En la actualidad, y hasta enero de 2016, la
librería alberga una exposición de David
González Jiménez (Piru).
Hoy
día, cuando las formas de comunicación y conocimiento son tan frías y están tan
manipuladas gracias a la revolución digital, cuando a pesar de la sensación de
libertad que pretenden inculcarnos nuestras vidas se encuentran más controladas
y teledirigidas que nunca, encontrar un lugar como la librería de Daniel, donde
se mantiene el intercambio libre de ideas y pensamientos, donde puedes
encontrar tanto los primeros libros de Sánchez Ferlosio o de Albert Camus o de
Cortázar como El itinerario del éxtasis
de Athanasius Kircher, o un ejemplar de la edición parisina de 1610 de Opuscula varia antehac non edita del
Julio César Escalígero, con la particularidad de estar expurgado por el censor —cuyos
comentarios y tachaduras resultan perfectamente visibles—, resulta un milagro, como un renacimiento de la cultura
profunda al que uno asiste cada que vez que traspasa el umbral de su puerta.

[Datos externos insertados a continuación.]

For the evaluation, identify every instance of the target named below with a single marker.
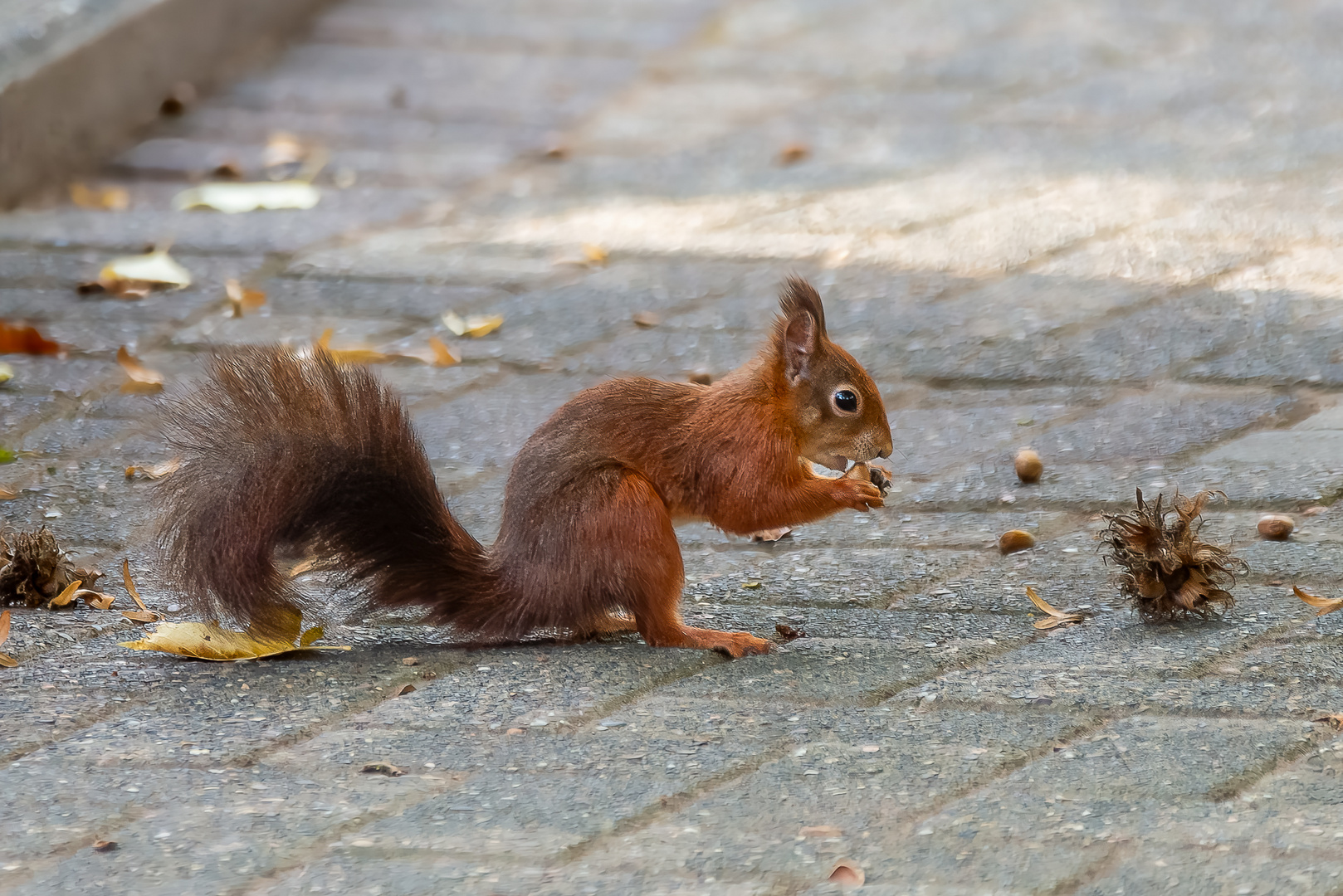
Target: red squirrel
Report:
(291, 451)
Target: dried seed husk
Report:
(1016, 540)
(1276, 527)
(1029, 466)
(1166, 570)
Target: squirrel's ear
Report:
(802, 328)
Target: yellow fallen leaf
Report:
(207, 641)
(4, 635)
(593, 254)
(473, 325)
(141, 377)
(232, 199)
(154, 470)
(1321, 605)
(1056, 617)
(100, 197)
(66, 596)
(242, 299)
(154, 269)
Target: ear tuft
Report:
(801, 334)
(801, 297)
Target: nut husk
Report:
(1276, 527)
(1029, 466)
(1016, 540)
(1166, 570)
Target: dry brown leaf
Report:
(242, 299)
(1321, 605)
(141, 379)
(1056, 617)
(821, 830)
(66, 596)
(6, 660)
(100, 197)
(154, 470)
(24, 340)
(382, 768)
(207, 641)
(794, 152)
(847, 874)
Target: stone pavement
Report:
(1108, 231)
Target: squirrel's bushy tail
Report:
(300, 453)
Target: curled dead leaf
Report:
(6, 660)
(242, 299)
(847, 874)
(141, 379)
(1054, 617)
(1321, 605)
(382, 768)
(821, 830)
(154, 470)
(473, 325)
(24, 340)
(234, 199)
(66, 596)
(141, 273)
(794, 152)
(100, 197)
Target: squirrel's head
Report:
(837, 409)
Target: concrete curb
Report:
(87, 93)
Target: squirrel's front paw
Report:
(860, 494)
(873, 475)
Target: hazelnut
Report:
(1276, 527)
(1029, 466)
(1016, 540)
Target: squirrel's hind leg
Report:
(647, 553)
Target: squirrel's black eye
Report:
(847, 401)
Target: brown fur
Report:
(302, 453)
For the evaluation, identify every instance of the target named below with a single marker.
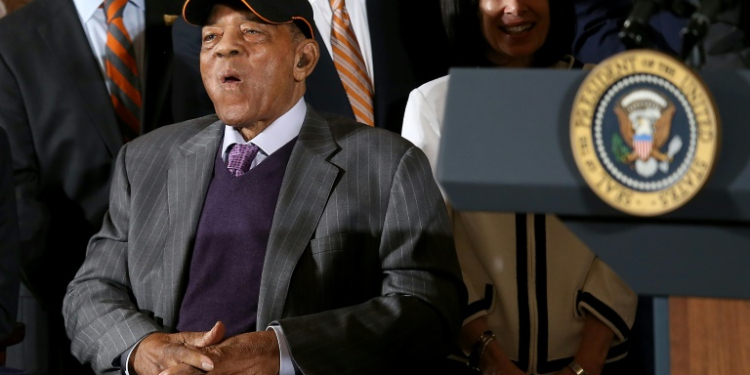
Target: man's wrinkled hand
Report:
(180, 352)
(249, 353)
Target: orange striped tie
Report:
(122, 70)
(349, 62)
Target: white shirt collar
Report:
(87, 8)
(276, 135)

La
librería de Daniel, y sus semejantes, repartidas por las principales ciudades,
constituyen refrescantes oasis en medio de la vulgaridad y de la mediocridad de
los tiempos actuales, donde la sociedad, realmente manipulada— qué poco
conscientes somos de ello, hay que insistir—, está entregada a un culto
irracional a la juventud, la belleza y el aspecto exterior de las personas, y
tiene olvidada, como en el desván, la formación del espíritu y del intelecto.
Visite
el local de Daniel Cruz, se lo recomiendo con calor, que la vida se nos pasa
volando y no podemos dejar escapar las pocas ocasiones que van quedando de
disfrutar de lo bueno. Hágalo. Y buena lectura.